I fish docks all year long; my home lakes are covered with ‘em. Without any question in my mind, the best way to catch more dock bass is by learning to put your baits in places other anglers cannot reach. If you’re simply making the “easy” casts, your catch rate can and will suffer.
Making the more difficult casts depends heavily upon your jig selection. I’ve spent years testing different skipping jigs and the Strike King Tour Grape Skipping Jig is one of my favorites for this application thus far.
Here’s why I say that.
Head shape plays a big role
The flat-sided head shape of the Strike King Tour Grade Skipping Jig makes it almost as easy to skip as a weightless worm. It doesn’t catch a bunch of water upon initial impact. Instead, it glides across the water smoothly which greatly reduces any backlashes you might otherwise get.
Think back to being a kid: When you wanted to skip a rock, you wouldn’t choose an ugly, jagged rock to throw across the creek. You’d always look for those smooth river rocks because they’d have a lot less resistance and skip much farther. The head design of this jig is strikingly similar to those river rocks.
It’s important to note, however, that your trailer selection remains a big part of your skipping success—even with this jig. I look for a wide and flat soft plastic without many appendages. In other terms, I want surface area. I have been using this jig with a Strike King Rage Bug and Rage Tail DB Structure Bug with outstanding results.
The keeper is a major plus
After hours of repeated skip casts, your trailer will take a beating. It will start to slide down the hook and once the plastic is wallowed out, your only option is to rig another soft plastic trailer. Failure to do so will make skipping nearly impossible and make your jig appear much less natural to the bass.
The Strike King Tour Grade Skipping Jig is built with a molded screw keeper which keeps your trailer in place for hours on end. All you have to do is screw the head of the trailer onto the keeper and it sits perfectly on the shank of the hook, allowing for a streamline profile and excellent skipping.

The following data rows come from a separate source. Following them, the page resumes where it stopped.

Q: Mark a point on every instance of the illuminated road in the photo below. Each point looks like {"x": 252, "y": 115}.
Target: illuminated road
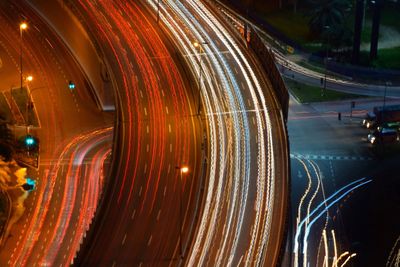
{"x": 243, "y": 214}
{"x": 64, "y": 116}
{"x": 157, "y": 133}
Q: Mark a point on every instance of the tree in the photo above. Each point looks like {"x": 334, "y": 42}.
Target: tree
{"x": 323, "y": 13}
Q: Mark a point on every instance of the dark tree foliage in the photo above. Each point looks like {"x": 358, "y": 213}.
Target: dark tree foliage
{"x": 327, "y": 13}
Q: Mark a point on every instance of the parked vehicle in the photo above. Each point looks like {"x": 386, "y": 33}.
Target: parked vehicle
{"x": 383, "y": 136}
{"x": 381, "y": 115}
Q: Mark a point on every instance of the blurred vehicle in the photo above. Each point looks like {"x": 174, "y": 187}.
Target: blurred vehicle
{"x": 381, "y": 115}
{"x": 383, "y": 136}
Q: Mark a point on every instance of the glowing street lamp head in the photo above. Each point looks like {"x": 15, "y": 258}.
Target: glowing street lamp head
{"x": 23, "y": 26}
{"x": 184, "y": 169}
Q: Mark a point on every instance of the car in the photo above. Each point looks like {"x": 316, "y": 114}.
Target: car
{"x": 383, "y": 136}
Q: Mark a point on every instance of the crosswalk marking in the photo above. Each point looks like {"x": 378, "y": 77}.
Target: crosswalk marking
{"x": 327, "y": 157}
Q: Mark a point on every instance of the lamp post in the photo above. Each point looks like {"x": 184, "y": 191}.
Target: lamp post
{"x": 23, "y": 26}
{"x": 182, "y": 170}
{"x": 327, "y": 28}
{"x": 200, "y": 47}
{"x": 28, "y": 100}
{"x": 387, "y": 83}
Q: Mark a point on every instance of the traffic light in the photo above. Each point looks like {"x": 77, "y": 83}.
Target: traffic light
{"x": 29, "y": 140}
{"x": 71, "y": 85}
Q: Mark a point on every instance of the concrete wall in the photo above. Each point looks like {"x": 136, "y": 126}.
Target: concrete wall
{"x": 69, "y": 28}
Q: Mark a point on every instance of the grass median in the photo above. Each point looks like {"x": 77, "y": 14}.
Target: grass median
{"x": 307, "y": 93}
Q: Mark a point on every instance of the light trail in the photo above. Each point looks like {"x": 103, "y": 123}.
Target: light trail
{"x": 75, "y": 152}
{"x": 393, "y": 259}
{"x": 248, "y": 199}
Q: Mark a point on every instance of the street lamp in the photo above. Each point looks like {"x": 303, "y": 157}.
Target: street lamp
{"x": 327, "y": 28}
{"x": 387, "y": 83}
{"x": 182, "y": 170}
{"x": 200, "y": 47}
{"x": 23, "y": 26}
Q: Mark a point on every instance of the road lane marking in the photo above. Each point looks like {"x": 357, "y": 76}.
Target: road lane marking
{"x": 328, "y": 157}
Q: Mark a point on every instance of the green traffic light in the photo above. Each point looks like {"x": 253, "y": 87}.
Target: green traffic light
{"x": 29, "y": 141}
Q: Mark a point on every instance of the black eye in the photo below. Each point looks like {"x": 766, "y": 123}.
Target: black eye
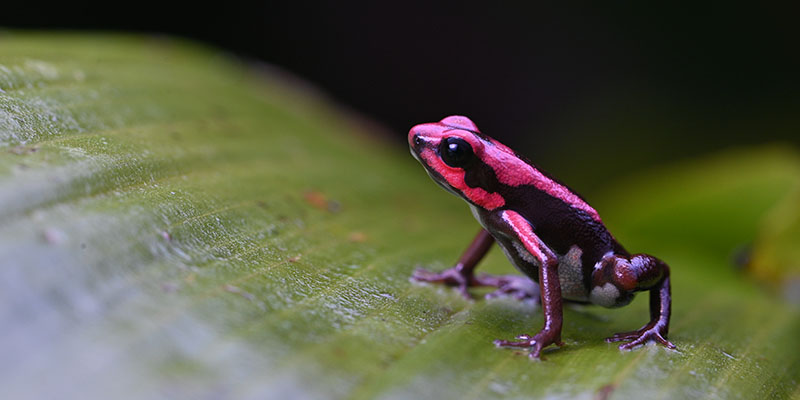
{"x": 455, "y": 152}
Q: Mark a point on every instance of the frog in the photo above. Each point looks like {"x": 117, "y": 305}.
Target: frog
{"x": 547, "y": 231}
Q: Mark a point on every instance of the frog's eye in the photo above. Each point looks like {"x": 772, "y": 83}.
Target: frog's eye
{"x": 455, "y": 152}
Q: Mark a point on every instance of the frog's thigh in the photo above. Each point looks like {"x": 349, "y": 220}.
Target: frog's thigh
{"x": 613, "y": 282}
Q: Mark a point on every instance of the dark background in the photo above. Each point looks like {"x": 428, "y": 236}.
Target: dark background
{"x": 584, "y": 90}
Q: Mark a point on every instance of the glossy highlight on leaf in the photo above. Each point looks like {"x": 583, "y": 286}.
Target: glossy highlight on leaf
{"x": 175, "y": 224}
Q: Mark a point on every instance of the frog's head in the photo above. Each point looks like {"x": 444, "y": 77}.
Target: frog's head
{"x": 461, "y": 159}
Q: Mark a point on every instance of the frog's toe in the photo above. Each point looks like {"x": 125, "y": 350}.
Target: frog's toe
{"x": 639, "y": 338}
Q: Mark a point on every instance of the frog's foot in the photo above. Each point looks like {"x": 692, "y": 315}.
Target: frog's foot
{"x": 535, "y": 343}
{"x": 452, "y": 277}
{"x": 640, "y": 337}
{"x": 518, "y": 287}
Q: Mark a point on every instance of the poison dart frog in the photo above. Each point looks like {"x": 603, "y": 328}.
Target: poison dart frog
{"x": 547, "y": 231}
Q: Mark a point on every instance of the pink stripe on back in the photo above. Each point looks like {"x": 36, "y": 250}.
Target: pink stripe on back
{"x": 525, "y": 233}
{"x": 512, "y": 171}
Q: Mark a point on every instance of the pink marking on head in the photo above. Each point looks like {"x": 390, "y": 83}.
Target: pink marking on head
{"x": 524, "y": 232}
{"x": 455, "y": 178}
{"x": 509, "y": 169}
{"x": 460, "y": 122}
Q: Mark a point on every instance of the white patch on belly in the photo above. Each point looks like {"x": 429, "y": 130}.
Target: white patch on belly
{"x": 605, "y": 295}
{"x": 570, "y": 271}
{"x": 570, "y": 275}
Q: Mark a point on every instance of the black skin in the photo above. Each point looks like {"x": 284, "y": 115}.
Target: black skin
{"x": 558, "y": 226}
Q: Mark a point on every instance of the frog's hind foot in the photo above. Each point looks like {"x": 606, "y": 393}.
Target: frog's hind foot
{"x": 518, "y": 287}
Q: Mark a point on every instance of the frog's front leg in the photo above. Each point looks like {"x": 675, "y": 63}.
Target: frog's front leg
{"x": 614, "y": 281}
{"x": 462, "y": 275}
{"x": 518, "y": 229}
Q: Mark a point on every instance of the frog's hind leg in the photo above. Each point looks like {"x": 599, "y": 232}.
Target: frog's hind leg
{"x": 614, "y": 281}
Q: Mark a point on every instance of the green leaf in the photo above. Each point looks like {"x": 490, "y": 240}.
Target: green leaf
{"x": 175, "y": 224}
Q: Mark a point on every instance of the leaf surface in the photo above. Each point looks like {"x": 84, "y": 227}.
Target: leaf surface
{"x": 174, "y": 224}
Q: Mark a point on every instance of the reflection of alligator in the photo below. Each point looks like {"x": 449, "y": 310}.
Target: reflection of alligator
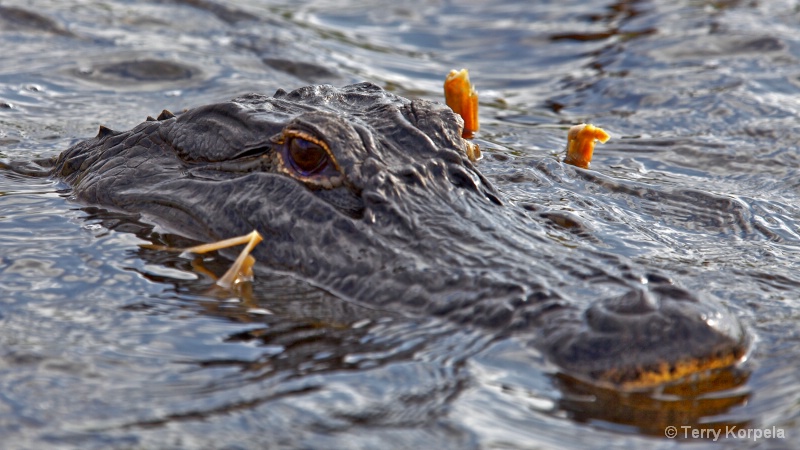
{"x": 372, "y": 197}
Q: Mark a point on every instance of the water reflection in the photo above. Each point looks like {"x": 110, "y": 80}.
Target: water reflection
{"x": 106, "y": 343}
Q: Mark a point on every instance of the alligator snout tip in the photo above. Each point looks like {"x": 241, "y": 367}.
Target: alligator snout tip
{"x": 646, "y": 338}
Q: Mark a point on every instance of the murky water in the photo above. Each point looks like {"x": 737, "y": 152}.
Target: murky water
{"x": 107, "y": 344}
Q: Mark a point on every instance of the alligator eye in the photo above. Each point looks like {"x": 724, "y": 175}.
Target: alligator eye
{"x": 306, "y": 157}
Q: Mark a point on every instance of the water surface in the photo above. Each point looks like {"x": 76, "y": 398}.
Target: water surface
{"x": 105, "y": 343}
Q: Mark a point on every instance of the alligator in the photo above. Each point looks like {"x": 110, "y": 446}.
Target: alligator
{"x": 377, "y": 199}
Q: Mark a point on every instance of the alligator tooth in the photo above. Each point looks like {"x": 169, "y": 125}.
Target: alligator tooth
{"x": 165, "y": 115}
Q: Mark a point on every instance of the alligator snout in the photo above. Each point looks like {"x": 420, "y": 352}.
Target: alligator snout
{"x": 648, "y": 336}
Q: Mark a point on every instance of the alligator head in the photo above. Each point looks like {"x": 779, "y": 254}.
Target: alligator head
{"x": 374, "y": 197}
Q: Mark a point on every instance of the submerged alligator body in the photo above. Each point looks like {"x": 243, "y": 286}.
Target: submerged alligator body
{"x": 372, "y": 197}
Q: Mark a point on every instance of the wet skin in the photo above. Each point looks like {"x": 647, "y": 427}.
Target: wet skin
{"x": 372, "y": 197}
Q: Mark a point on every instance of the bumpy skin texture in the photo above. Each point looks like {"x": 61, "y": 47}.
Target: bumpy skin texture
{"x": 413, "y": 226}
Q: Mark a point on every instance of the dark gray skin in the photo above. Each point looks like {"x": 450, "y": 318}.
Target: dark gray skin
{"x": 413, "y": 226}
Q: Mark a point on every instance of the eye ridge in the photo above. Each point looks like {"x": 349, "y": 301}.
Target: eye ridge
{"x": 306, "y": 156}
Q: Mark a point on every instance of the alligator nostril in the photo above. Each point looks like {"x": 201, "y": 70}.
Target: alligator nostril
{"x": 617, "y": 314}
{"x": 635, "y": 301}
{"x": 460, "y": 178}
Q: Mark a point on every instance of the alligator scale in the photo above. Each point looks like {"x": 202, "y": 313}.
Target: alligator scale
{"x": 373, "y": 197}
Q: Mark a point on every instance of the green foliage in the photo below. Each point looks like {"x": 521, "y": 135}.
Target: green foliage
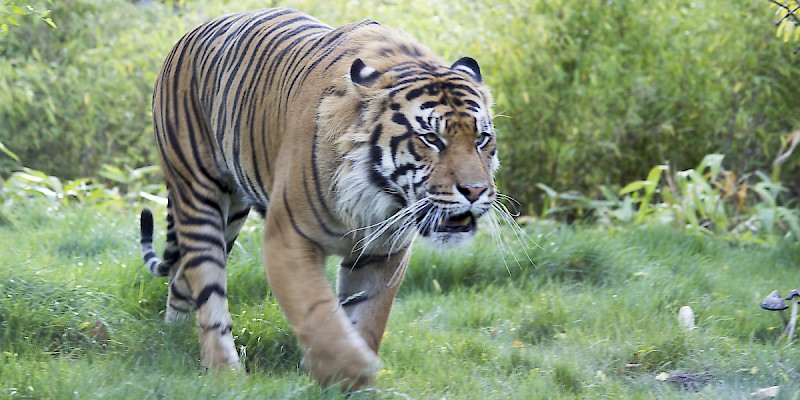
{"x": 586, "y": 95}
{"x": 708, "y": 198}
{"x": 75, "y": 98}
{"x": 788, "y": 13}
{"x": 533, "y": 333}
{"x": 12, "y": 12}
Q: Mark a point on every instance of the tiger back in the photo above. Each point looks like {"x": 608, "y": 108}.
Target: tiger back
{"x": 350, "y": 141}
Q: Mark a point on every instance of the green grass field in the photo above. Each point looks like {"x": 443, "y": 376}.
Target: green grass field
{"x": 596, "y": 317}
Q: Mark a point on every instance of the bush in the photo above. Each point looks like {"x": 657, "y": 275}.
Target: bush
{"x": 588, "y": 94}
{"x": 76, "y": 97}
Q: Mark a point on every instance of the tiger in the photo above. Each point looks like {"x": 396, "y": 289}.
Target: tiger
{"x": 349, "y": 141}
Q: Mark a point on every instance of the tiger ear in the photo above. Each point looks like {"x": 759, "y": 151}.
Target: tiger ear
{"x": 470, "y": 66}
{"x": 363, "y": 75}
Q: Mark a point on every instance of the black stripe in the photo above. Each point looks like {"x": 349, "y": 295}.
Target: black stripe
{"x": 206, "y": 293}
{"x": 296, "y": 228}
{"x": 351, "y": 300}
{"x": 198, "y": 260}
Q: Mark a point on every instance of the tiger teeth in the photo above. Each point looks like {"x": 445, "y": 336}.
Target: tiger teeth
{"x": 456, "y": 222}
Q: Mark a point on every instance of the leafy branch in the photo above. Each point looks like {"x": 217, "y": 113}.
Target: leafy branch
{"x": 789, "y": 22}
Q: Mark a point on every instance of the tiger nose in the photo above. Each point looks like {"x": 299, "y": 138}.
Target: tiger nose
{"x": 472, "y": 191}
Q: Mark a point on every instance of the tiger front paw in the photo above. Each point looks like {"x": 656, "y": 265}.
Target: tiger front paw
{"x": 218, "y": 352}
{"x": 349, "y": 367}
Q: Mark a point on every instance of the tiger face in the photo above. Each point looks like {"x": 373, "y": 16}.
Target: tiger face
{"x": 431, "y": 151}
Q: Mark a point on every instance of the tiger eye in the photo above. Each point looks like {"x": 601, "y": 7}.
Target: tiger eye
{"x": 431, "y": 137}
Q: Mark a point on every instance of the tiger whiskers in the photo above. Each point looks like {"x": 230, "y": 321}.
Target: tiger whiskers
{"x": 501, "y": 221}
{"x": 402, "y": 220}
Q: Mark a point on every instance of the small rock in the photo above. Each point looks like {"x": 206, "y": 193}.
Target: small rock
{"x": 686, "y": 317}
{"x": 767, "y": 393}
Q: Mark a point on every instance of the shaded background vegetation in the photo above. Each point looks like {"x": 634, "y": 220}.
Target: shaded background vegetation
{"x": 588, "y": 94}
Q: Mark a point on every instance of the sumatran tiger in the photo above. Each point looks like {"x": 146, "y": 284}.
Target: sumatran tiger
{"x": 350, "y": 141}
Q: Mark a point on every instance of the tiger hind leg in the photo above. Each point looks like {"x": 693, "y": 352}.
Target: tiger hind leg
{"x": 178, "y": 300}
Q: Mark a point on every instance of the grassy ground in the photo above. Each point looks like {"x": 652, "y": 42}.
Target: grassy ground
{"x": 595, "y": 318}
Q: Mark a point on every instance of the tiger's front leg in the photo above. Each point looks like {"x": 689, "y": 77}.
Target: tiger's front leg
{"x": 334, "y": 352}
{"x": 367, "y": 286}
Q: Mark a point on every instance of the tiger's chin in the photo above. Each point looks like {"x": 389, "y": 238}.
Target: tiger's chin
{"x": 450, "y": 231}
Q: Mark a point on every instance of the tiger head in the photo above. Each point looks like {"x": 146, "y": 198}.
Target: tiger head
{"x": 423, "y": 150}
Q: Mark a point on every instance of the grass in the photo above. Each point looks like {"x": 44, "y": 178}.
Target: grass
{"x": 595, "y": 318}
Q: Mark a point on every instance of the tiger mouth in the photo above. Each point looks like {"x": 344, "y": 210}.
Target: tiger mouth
{"x": 458, "y": 223}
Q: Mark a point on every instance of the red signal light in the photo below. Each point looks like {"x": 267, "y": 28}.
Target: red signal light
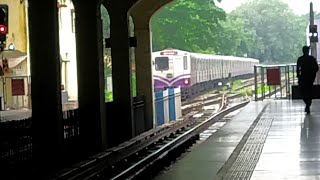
{"x": 3, "y": 29}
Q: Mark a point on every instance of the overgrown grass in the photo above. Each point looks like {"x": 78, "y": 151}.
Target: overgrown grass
{"x": 236, "y": 84}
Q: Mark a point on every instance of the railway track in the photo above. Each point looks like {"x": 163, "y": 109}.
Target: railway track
{"x": 134, "y": 158}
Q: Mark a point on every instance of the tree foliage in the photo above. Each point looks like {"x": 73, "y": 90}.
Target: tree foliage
{"x": 278, "y": 33}
{"x": 264, "y": 29}
{"x": 189, "y": 25}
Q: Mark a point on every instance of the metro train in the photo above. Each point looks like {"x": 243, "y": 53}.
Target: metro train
{"x": 195, "y": 72}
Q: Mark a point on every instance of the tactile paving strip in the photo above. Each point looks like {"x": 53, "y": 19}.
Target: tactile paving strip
{"x": 247, "y": 159}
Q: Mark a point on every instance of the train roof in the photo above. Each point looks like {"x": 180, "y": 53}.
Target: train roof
{"x": 204, "y": 56}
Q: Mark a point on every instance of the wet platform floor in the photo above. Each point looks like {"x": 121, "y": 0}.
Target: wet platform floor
{"x": 272, "y": 139}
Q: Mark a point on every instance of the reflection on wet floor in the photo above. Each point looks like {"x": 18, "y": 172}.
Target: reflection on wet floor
{"x": 291, "y": 149}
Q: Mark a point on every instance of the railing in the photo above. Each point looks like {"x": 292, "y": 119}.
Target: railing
{"x": 288, "y": 78}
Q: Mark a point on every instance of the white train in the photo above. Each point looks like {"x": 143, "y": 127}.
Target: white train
{"x": 194, "y": 72}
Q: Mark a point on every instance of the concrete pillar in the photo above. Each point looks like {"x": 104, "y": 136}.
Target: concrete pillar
{"x": 122, "y": 119}
{"x": 144, "y": 66}
{"x": 142, "y": 12}
{"x": 47, "y": 125}
{"x": 90, "y": 75}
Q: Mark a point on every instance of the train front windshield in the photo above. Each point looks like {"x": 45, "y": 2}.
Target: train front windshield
{"x": 162, "y": 63}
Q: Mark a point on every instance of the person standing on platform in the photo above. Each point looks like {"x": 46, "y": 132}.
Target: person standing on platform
{"x": 307, "y": 68}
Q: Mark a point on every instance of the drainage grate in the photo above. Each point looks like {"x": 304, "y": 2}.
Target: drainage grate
{"x": 246, "y": 156}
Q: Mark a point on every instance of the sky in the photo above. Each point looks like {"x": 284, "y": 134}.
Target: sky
{"x": 299, "y": 6}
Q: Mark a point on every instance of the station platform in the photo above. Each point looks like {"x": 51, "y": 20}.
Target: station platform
{"x": 270, "y": 139}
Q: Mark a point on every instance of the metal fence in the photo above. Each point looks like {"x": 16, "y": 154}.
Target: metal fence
{"x": 263, "y": 90}
{"x": 288, "y": 78}
{"x": 16, "y": 143}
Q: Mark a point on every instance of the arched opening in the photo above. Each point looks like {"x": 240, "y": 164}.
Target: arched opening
{"x": 107, "y": 61}
{"x": 107, "y": 56}
{"x": 132, "y": 59}
{"x": 68, "y": 59}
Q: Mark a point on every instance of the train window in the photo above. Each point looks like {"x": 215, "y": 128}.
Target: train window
{"x": 162, "y": 63}
{"x": 185, "y": 63}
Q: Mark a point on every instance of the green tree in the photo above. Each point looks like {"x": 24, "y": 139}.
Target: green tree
{"x": 278, "y": 33}
{"x": 188, "y": 25}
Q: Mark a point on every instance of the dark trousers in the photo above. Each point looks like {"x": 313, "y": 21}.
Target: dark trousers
{"x": 306, "y": 90}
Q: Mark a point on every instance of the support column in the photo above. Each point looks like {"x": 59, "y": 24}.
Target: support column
{"x": 144, "y": 67}
{"x": 90, "y": 75}
{"x": 46, "y": 93}
{"x": 142, "y": 12}
{"x": 122, "y": 119}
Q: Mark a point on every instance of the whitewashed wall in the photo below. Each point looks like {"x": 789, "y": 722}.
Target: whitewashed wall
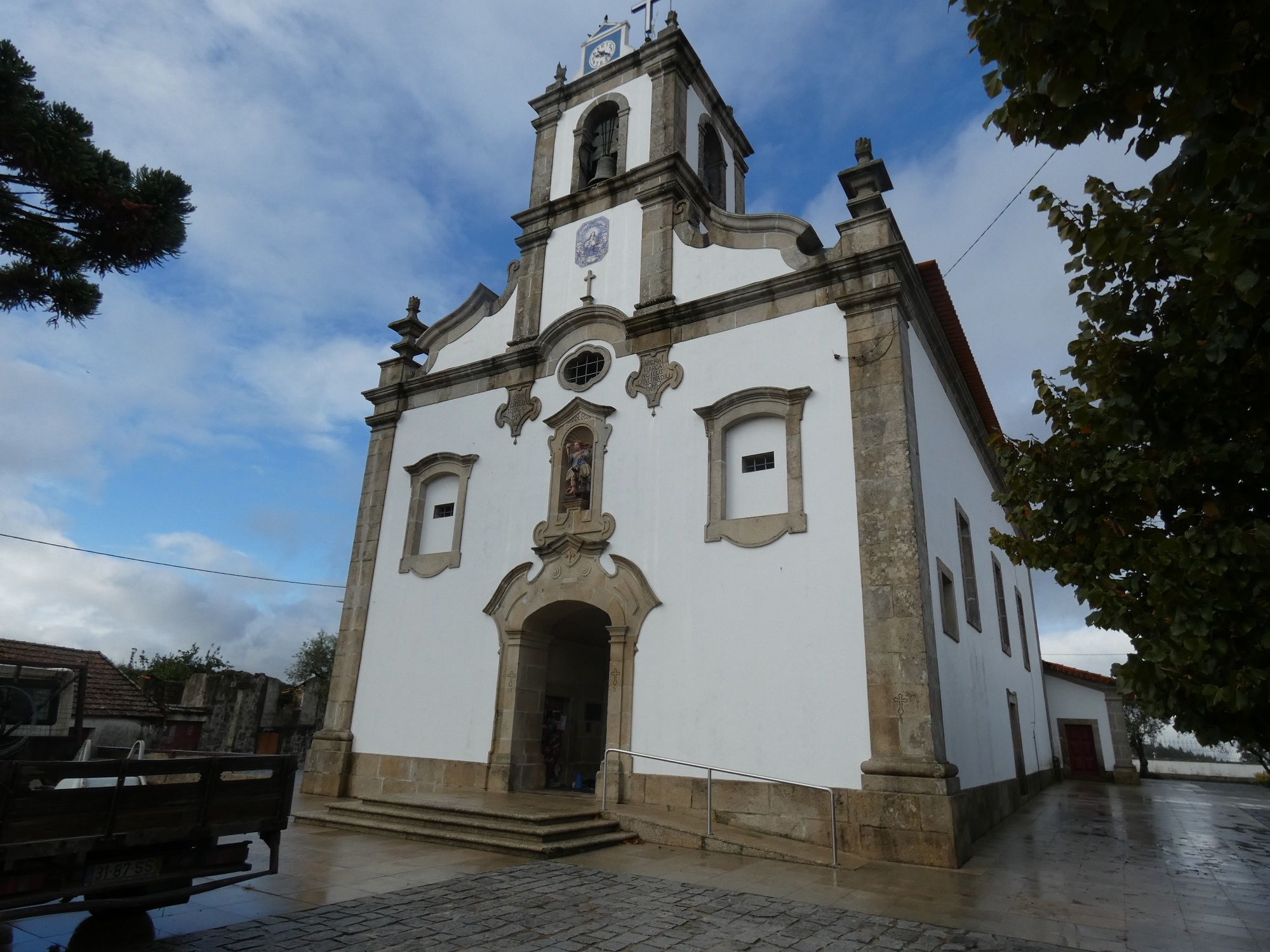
{"x": 700, "y": 272}
{"x": 1083, "y": 704}
{"x": 975, "y": 673}
{"x": 488, "y": 338}
{"x": 617, "y": 274}
{"x": 755, "y": 659}
{"x": 639, "y": 129}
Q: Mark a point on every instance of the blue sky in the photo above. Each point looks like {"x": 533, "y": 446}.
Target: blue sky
{"x": 346, "y": 157}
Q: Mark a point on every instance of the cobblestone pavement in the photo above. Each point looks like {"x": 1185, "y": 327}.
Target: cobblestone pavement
{"x": 558, "y": 907}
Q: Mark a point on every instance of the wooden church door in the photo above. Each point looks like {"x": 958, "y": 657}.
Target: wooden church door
{"x": 1083, "y": 757}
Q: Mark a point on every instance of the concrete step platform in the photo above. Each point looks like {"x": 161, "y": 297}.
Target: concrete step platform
{"x": 531, "y": 826}
{"x": 556, "y": 824}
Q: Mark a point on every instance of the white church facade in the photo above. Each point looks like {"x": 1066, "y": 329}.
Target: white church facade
{"x": 699, "y": 484}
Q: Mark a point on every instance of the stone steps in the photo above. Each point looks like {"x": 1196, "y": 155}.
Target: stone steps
{"x": 515, "y": 828}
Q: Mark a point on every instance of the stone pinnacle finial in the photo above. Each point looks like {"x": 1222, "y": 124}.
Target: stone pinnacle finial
{"x": 410, "y": 328}
{"x": 866, "y": 181}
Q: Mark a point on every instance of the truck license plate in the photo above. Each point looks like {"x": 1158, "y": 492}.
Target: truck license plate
{"x": 125, "y": 871}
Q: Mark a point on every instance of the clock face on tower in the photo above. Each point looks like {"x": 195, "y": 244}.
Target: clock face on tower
{"x": 603, "y": 54}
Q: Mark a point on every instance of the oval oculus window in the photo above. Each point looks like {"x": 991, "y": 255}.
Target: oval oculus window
{"x": 584, "y": 367}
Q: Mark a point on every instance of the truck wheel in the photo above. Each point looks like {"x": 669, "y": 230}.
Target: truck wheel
{"x": 117, "y": 929}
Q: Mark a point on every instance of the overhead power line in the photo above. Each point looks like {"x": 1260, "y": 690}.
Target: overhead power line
{"x": 1003, "y": 211}
{"x": 171, "y": 565}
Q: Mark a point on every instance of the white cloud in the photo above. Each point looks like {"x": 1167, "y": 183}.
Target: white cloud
{"x": 1089, "y": 649}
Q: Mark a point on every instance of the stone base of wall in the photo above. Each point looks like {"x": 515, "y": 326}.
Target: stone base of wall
{"x": 926, "y": 830}
{"x": 327, "y": 767}
{"x": 984, "y": 808}
{"x": 378, "y": 775}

Instead of going through a pack of soft plastics during a day of dock skipping, I’m able to use just two or three baits. I’m not constantly adjusting the trailer before each skip and the plastic never gets wallowed out. You’ll spend less money on plastics and you can focus more on the next cast instead of fixing your trailer.
It’s not just for docks
I’ve actually been surprised by how well this jig comes through other types of cover, as well. I fish a lot of heavy laydowns and grass lines throughout the year and I’ve had very few hang-ups or snags while testing this jig.
If you’re focusing on shallow water, I don’t think there’s a need to have multiple jigs rigged for the day. This jig really is an all-purpose tool that will cover your bases for any type of skinny-water fishing.
I have put it in brush piles, laydowns, thick grass and rock piles and it certainly holds its own. You don’t have to be afraid of the thick stuff.
The hook has some meat to it
If I’m not using 65-pound braided line, I’m using stout 20 to 25-pound fluorocarbon and a big rod to skip jigs. I set the hook harder than many anglers, which means I need a hook that will stand up to the abuse.
You won’t have to temper your hooksets with this hook, which is a big deal. You can drop the rod and lay the wood to ‘em if necessary. The fish will get in the boat.
The hook is also thin and sharp enough to facilitate a “leaning” hookset. If you fish a jig long enough, you’ll get your fair share of bites when your rod is out of position. Without ample time to drop your rod, you often have to lean back to salvage the situation. You can do that with this jig and have a pretty impressive hookup ratio.
If you skip a lot of jigs, I’d definitely recommend giving this one a test run. I think you’ll agree with my assessment and you’ll be able to put it in places you previously couldn’t.